Несколько мгновений в зале царила мертвая тишина. Потом послышался постепенно растущий ропот голосов. Не раздалось ни возгласов одобрения, ни торжествующих выкриков. Очень многие проделали слишком мучительный путь к этому моменту, но депутатам явно полегчало. Хейли чувствовал радость, витавшую в воздухе, когда он повернулся к вице-президенту Республики Свободных Землян и галантно наклонился, чтобы поцеловать ей руку.
В зале раздались аплодисменты.
27
Заключение
Оскар Дитер вытянулся в шезлонге и, глядя на усыпанное звездами небо, задумался о превратностях судьбы. Он, никогда не рассчитывавший стать чем-то большим, чем просто тенью Тальяферро, занял кресло премьер-министра хоть и уменьшившейся в размере, но наконец-то обретшей мир Земной Федерации, а Тальяферро больше не было в живых!..
Дитер разглядывал холодные звезды, пытаясь найти среди них Фиону Мак-Таггарт, но ее там не было. Он мог искать сколько угодно, но Фиона ушла навсегда, и эта мысль не давала ему покоя.
Рядом с ним кто-то откашлялся, он повернул голову и увидел Кевина Сандерса.
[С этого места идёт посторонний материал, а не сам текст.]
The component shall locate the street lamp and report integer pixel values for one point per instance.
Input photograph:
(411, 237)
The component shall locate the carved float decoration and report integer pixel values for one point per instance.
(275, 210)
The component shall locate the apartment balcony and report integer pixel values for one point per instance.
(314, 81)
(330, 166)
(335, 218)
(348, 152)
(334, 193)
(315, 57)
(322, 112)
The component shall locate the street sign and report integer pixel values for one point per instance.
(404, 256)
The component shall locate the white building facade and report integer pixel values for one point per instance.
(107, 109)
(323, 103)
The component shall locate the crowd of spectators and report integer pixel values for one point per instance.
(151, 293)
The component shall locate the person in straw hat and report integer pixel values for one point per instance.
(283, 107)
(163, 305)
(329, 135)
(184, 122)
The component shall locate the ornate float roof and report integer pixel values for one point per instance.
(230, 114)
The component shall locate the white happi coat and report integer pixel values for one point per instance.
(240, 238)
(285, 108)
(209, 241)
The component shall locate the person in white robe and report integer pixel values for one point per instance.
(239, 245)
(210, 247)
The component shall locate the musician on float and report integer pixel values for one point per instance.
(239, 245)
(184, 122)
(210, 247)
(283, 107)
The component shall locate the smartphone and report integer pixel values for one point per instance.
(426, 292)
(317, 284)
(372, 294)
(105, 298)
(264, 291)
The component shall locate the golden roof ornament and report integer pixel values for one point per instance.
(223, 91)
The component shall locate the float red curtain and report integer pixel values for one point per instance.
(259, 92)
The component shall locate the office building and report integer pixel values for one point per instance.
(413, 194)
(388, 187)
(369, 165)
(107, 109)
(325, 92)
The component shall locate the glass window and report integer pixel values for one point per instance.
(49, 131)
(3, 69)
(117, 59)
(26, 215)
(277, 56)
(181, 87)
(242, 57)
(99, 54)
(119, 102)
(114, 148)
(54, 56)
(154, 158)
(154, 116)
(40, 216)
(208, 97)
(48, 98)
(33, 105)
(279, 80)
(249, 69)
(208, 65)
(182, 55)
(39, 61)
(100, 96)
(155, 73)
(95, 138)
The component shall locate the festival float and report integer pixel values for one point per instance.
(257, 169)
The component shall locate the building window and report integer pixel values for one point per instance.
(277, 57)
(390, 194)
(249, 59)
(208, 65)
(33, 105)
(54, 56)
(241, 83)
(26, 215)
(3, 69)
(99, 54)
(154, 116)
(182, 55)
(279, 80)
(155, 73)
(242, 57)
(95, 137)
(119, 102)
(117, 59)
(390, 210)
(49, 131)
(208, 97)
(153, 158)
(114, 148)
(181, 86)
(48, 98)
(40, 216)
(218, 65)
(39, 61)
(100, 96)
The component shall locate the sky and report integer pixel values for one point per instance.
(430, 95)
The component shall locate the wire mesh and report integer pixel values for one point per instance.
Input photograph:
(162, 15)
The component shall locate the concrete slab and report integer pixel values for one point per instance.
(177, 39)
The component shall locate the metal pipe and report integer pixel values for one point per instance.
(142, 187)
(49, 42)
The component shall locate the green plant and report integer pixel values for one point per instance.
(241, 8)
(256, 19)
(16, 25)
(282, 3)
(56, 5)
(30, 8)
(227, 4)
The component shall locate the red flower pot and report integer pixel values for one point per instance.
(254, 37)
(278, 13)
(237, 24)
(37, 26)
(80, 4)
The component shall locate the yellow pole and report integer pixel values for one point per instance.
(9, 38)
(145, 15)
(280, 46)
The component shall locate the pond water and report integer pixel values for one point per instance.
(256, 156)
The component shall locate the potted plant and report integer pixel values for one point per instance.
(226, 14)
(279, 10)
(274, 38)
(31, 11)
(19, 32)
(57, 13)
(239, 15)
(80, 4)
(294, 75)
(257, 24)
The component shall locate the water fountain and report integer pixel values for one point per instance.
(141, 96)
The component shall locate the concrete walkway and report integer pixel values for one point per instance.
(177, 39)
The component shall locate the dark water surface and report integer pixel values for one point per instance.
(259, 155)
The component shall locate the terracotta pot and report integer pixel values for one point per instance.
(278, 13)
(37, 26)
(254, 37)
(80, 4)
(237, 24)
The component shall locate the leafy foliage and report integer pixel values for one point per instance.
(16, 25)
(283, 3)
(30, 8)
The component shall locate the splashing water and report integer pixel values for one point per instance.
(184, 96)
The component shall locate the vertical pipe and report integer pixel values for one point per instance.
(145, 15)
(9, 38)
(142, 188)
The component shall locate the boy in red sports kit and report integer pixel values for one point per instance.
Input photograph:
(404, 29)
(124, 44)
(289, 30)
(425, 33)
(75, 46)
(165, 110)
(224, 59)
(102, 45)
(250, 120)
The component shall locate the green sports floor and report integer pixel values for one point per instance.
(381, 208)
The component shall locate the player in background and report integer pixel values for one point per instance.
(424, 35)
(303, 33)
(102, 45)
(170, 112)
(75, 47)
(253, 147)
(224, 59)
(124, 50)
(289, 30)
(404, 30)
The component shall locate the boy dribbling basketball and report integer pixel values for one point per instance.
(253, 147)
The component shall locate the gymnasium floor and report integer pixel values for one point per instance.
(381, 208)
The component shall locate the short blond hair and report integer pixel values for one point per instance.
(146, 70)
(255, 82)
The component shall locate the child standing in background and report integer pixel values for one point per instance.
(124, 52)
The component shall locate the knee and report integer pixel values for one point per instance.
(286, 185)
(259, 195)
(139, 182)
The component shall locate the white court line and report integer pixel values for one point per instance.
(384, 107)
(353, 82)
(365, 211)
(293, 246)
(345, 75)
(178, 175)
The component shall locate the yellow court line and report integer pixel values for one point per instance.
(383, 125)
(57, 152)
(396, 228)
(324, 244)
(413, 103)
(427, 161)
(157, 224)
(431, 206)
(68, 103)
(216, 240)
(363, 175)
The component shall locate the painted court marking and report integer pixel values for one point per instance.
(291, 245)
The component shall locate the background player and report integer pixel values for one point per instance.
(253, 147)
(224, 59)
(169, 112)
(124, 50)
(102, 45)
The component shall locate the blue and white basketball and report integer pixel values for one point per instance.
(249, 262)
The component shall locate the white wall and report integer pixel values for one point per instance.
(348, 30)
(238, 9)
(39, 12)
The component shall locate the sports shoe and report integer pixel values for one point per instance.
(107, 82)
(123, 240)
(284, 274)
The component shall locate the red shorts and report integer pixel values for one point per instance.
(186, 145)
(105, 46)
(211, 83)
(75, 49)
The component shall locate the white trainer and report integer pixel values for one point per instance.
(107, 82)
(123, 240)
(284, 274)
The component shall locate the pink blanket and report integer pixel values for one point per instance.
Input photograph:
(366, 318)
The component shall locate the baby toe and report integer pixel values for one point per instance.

— Добрый вечер, господин Сандерс!
— Добрый вечер, господин премьер-министр. — В голосе Сандерса звучала легкая усмешка, но он очень мило улыбался.
— Чем обязан вашему визиту?
— Скажите, пожалуйста, — Сандерс слегка прищурился, — знали ли вы о том, что мне известно: вы передаете информацию мятежникам.
— Умоляю вас, господин Сандерс! Давайте будем называть их «республиканцами».
— Разумеется! Значит — республиканцам! — Сандерс на мгновение замолчал. — Ну так что? Знали?
Дитер вопросительно посмотрел на своего гостя, а потом, впервые на памяти Сандерса, громко рассмеялся и неторопливо кивнул:
— Да, знал. Я понял это еще до того, как попросил вас покинуть разведотдел ВКФ и войти в состав моего правительства.
— Все-таки знали? — Сандерс, казалось, расстроился, но быстро взял себя в руки.
— Впрочем, ваше молчание по этому поводу убедило меня в том, что вы умный и предусмотрительный человек. Такие люди были мне нужны.
— Я был вам нужен, потому что вы с самого начала знали, чем все кончится, не так ли?
Дитер понял, что вопрос Сандерса чисто риторический.
— В каком-то смысле, да.
— Разрешите заметить, — сухо сказал Сандерс, — что такое признание звучит довольно странно в устах человека, руководившего Федерацией во время войны.
— Вы так полагаете? — Дитер усмехнулся. — Возможно, вы правы. Но если вы действительно так считаете, вам следовало сказать мне об этом раньше.
— Пожалуй, да… И все же не удовлетворите ли вы мое любопытство еще в одном вопросе. Ведь я же вас не выдал…
— Охотно.
— Зачем вы это делали? — спросил внезапно посерьезневший Сандерс.
— Но ведь кто-то должен был это делать, — негромко произнес Дитер. — Кроме того, я в долгу перед одним человеком.
— Перед Фионой Мак-Таггарт? — тихо спросил Сандерс.
— Вы и правда очень проницательны, господин Сандерс, — негромко сказал Дитер. — Да, перед Фионой. А еще перед всеми людьми, сражавшимися на войне, которой они сами не могли положить конец… Но прежде всего перед Фионой. Интересно, довольна ли она?
— Господин Дитер! — Сандерс с улыбкой, игравшей в уголках рта, взглянул на лежавшего в шезлонге премьер-министра. — Я уверен, что она довольна. Фиона Мак-Таггарт была замечательной женщиной: талантливой, умной и проницательной… Но она довольна вами совсем по другой причине.
— По какой же, господин Сандерс?
— У нее тоже очень развито чувство юмора, — прямо ответил Сандерс.
— Ну что ж, Лад! — Двигатели заработали, «Прометей» рванулся вперед, а Татьяна подняла рюмку, глядя в глаза Шорнингу — Один Господь знает, как тебе это удалось, но ты победил! Даже тогда, когда мне казалось, что все пропало, ты не сдавался и заставлял нас бороться до победного конца!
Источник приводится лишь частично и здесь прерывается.